2. If you have a dry cough and no runny nose, the is more inline with Coronavirus pneumonia symptoms. By the time you develop noticeable symptoms, the disease may have progressed. A great way to self-check your lungs each day before symptoms appear is to take a deep breath and hold it for more than 10 seconds while in an environment of clean air. If you can hold it without coughing, tightness, discomfort, or stiffness, your lungs are without the fibrosis caused by the virus. If coronavirus is active, you will likely not be able to hold your breath for long without coughing and discomfort.
3. The Coronavirus is killed by heat. Use hot water, get as much sunlight as possible, and boil or steam anything you believe could be contaminated.
4. Maintain distance between yourself and others, at least 5 feet and preferably 10 feet. A sneeze that contains the Coronavirus will have droplets that travel up to 10 feet before they are no longer airborne and contagious. Avoiding close contact with others is a vital Coronavirus prevention measure.
5. The Coronavirus can live on different surfaces, for different amounts of time. It can live on metals surfaces for 12 or more hours. Disinfect the surfaces if possible and wash your hands after any contact.
6. The Coronavirus can live on fabric for 6-12 hours. If you come in contact with suspicious fabric, wash your hands. Normal laundry soap will suffice to disinfect the fabric.
7. Choose warm drinking water over cold, and avoid ice water. All viruses hate warm water.
8. Washing your hands is likely the most important defense you have. The virus can live on your skin for 5-10 minutes. Think of all the times you touch your face, others, and surfaces in just that time! Make sure to keep your hands away from your face, and wash your hands frequently. You can also use sanitizer when unable to wash with soap and water.
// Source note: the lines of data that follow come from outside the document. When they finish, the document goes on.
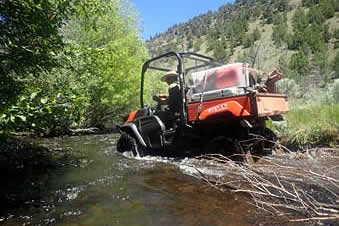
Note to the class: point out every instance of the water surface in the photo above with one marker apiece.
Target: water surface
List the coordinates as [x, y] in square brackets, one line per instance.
[107, 188]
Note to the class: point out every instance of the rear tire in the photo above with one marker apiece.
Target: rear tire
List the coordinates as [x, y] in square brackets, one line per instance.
[128, 143]
[224, 146]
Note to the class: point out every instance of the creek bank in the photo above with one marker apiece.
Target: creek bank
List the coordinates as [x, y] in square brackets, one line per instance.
[25, 167]
[299, 186]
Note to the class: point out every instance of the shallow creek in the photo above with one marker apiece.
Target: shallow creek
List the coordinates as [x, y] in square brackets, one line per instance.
[108, 188]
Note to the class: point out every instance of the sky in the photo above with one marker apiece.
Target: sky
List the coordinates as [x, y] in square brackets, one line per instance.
[157, 16]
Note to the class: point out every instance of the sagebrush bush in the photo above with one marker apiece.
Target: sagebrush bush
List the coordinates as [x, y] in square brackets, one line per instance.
[289, 87]
[333, 92]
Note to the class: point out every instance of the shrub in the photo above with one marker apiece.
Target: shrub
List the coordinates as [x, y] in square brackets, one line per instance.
[333, 92]
[289, 87]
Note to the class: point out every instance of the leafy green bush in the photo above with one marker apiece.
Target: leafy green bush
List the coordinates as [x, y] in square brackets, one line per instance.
[334, 91]
[310, 125]
[289, 87]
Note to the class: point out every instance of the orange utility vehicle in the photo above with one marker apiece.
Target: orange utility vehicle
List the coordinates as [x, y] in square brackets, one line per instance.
[211, 108]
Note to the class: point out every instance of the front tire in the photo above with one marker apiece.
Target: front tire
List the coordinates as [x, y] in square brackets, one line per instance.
[128, 143]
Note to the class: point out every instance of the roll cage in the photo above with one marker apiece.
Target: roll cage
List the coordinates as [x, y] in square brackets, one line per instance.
[201, 62]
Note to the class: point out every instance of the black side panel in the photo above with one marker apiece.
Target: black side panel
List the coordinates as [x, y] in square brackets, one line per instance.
[151, 129]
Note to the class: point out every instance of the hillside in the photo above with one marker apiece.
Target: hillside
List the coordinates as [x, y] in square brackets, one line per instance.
[299, 37]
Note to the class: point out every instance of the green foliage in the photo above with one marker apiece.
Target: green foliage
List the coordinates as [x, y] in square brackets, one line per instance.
[299, 62]
[280, 30]
[311, 125]
[29, 41]
[327, 8]
[335, 66]
[334, 91]
[289, 87]
[95, 75]
[219, 50]
[109, 54]
[310, 3]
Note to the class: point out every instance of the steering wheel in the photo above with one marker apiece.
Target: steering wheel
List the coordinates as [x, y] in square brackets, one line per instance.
[162, 98]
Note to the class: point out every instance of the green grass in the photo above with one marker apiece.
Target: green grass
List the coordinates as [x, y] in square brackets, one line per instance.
[310, 125]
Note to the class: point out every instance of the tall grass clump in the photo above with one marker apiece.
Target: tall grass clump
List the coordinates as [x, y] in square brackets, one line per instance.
[313, 119]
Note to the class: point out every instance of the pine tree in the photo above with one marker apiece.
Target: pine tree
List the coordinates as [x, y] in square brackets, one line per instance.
[336, 66]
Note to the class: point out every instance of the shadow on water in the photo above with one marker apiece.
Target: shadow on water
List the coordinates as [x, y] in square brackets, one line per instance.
[98, 186]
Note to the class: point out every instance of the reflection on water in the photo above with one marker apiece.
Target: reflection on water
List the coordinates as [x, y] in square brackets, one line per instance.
[114, 190]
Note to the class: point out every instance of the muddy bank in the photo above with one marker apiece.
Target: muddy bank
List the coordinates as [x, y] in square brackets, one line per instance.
[25, 168]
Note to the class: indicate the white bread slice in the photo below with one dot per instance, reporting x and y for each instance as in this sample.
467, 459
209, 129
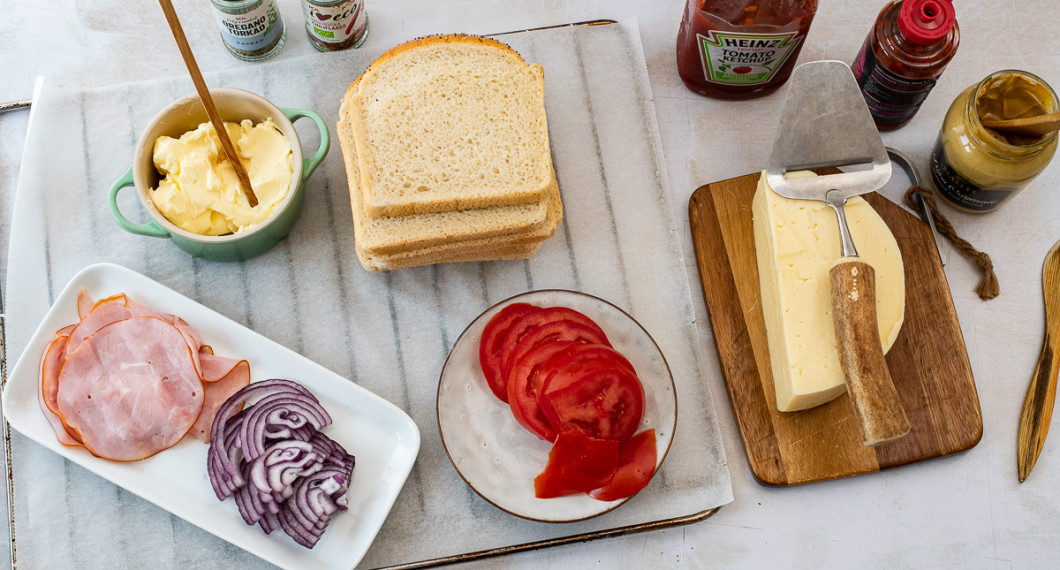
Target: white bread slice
446, 123
403, 233
505, 247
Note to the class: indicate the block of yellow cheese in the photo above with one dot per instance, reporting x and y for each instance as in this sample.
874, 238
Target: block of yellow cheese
796, 242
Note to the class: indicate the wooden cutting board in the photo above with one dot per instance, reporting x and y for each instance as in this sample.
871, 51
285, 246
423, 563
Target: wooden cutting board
929, 361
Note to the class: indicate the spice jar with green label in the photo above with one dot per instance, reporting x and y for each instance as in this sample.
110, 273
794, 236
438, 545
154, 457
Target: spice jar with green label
976, 168
335, 24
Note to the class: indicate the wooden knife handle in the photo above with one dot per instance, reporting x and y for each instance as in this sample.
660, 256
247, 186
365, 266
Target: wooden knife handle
869, 386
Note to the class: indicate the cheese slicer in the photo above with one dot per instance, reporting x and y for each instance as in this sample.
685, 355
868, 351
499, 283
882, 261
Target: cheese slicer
826, 123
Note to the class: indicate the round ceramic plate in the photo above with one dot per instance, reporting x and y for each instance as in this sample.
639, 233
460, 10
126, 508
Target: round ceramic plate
496, 456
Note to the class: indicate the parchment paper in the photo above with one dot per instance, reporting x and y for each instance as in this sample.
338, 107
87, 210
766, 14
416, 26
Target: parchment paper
388, 332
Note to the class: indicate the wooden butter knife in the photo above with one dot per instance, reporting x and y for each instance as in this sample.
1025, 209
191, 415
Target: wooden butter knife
1038, 406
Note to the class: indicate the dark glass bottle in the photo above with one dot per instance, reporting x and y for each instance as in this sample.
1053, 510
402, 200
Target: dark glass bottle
741, 49
903, 56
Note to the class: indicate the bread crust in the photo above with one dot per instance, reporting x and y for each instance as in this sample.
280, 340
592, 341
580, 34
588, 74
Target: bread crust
395, 237
383, 198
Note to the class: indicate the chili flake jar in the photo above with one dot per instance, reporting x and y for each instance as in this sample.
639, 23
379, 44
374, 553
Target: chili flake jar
976, 168
252, 30
335, 24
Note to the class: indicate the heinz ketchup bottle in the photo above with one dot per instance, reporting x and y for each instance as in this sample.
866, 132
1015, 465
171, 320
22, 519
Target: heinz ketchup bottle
741, 49
904, 54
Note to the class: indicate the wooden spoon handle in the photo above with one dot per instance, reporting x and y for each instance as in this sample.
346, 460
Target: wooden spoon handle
1037, 409
876, 403
1032, 126
1042, 392
204, 92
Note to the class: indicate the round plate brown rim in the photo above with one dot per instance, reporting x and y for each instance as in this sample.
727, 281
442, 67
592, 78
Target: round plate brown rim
497, 306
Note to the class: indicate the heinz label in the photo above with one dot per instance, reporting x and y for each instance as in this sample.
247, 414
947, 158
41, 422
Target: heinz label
737, 58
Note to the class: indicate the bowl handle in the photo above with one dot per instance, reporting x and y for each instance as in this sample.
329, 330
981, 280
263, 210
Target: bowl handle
310, 164
149, 229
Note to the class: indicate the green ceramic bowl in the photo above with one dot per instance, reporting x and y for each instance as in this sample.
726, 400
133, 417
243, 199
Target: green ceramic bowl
186, 114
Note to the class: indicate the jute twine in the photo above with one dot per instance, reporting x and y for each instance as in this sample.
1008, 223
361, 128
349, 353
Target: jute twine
988, 287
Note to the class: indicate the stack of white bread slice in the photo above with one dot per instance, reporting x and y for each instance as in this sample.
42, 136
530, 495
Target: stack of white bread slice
446, 154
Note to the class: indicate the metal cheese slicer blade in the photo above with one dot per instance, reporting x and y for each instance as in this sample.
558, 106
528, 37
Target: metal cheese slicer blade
826, 123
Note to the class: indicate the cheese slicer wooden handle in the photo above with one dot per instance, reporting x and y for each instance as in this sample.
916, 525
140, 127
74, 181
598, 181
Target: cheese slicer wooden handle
877, 406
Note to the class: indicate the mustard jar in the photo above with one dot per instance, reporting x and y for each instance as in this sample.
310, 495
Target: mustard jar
976, 168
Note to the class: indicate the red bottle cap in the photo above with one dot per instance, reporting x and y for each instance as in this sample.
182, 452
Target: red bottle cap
926, 21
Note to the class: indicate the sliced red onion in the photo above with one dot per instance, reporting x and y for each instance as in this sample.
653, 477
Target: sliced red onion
270, 457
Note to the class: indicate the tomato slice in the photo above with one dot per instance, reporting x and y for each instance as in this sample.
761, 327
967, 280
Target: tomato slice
527, 322
550, 332
636, 465
603, 398
523, 388
577, 463
489, 348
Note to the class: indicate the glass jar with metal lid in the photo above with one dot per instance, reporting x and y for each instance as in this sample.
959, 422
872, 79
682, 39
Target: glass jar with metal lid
975, 168
252, 30
335, 24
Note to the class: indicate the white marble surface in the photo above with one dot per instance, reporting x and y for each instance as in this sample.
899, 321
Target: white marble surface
963, 511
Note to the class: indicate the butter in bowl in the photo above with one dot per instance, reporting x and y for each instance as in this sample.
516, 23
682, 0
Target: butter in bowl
190, 191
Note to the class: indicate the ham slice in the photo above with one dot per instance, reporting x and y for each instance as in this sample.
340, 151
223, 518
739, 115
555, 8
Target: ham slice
130, 389
222, 378
50, 385
127, 380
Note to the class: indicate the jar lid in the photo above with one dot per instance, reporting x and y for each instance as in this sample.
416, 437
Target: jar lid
926, 21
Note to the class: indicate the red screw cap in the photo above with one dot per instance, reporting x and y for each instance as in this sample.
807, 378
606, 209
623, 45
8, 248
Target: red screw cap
926, 21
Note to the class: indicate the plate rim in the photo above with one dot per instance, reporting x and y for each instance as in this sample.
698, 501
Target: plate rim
400, 462
463, 334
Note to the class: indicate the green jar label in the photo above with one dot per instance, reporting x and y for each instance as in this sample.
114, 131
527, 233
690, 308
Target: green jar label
734, 58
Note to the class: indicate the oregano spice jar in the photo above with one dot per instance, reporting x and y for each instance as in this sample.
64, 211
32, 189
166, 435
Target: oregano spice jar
252, 30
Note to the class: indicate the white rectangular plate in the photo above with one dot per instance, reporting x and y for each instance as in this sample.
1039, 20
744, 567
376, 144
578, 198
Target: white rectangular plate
382, 437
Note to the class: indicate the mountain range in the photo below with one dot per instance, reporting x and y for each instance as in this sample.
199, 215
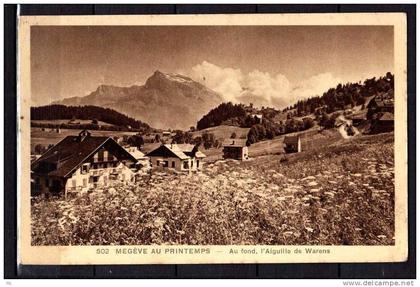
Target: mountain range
164, 101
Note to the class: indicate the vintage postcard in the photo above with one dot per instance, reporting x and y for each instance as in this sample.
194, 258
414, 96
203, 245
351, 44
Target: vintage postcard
178, 139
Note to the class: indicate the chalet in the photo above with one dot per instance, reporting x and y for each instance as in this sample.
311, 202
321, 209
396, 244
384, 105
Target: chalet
320, 110
79, 163
292, 144
142, 161
181, 157
383, 122
235, 149
358, 119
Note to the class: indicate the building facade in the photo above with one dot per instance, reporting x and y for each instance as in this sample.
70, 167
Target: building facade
181, 157
79, 163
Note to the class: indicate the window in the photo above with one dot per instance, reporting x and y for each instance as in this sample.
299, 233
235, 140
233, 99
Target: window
185, 164
85, 168
101, 155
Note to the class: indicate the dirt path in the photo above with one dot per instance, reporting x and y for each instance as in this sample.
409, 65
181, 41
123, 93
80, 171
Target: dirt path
342, 128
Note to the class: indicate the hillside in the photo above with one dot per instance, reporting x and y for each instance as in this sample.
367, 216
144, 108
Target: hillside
339, 193
164, 101
63, 116
267, 123
223, 132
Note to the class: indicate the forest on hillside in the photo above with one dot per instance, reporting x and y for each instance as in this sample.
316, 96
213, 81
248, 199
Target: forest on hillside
93, 113
298, 118
344, 96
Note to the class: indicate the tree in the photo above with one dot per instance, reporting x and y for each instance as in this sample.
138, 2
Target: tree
157, 138
39, 149
308, 123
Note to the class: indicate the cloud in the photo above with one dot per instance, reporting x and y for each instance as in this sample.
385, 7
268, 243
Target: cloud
314, 86
258, 87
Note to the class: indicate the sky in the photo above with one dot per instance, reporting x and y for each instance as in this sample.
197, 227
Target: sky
280, 64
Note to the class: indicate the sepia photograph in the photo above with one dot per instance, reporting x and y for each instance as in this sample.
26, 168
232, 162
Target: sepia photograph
207, 135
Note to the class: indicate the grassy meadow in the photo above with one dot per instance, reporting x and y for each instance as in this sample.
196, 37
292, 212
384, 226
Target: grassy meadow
336, 192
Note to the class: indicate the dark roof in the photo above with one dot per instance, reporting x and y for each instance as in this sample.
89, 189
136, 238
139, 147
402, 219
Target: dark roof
291, 139
234, 143
67, 155
182, 151
386, 117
9. Gargling with salt water is a great precaution as well. Try 1/8-1/4 teaspoon of salt per 8 ounces warm water.
10. The Coronavirus is most harmful if it can get from your mouth down your airways and to your lungs. Drinking water frequently can help. Drink at least every 10-15 minutes. Water forces anything your mouth and esophagus down to your stomach, where you have powerful acid to kill viruses. Do not let your mouths become dry!

Bottom Line

While the Coronavirus is spreading across the globe and causing fear, remember that there are many preventative measures you can take. First, know the symptoms and seek immediate medical attention if possible. In the meantime, practice these preventative measures and share with others as we all depend on each other to stay healthy.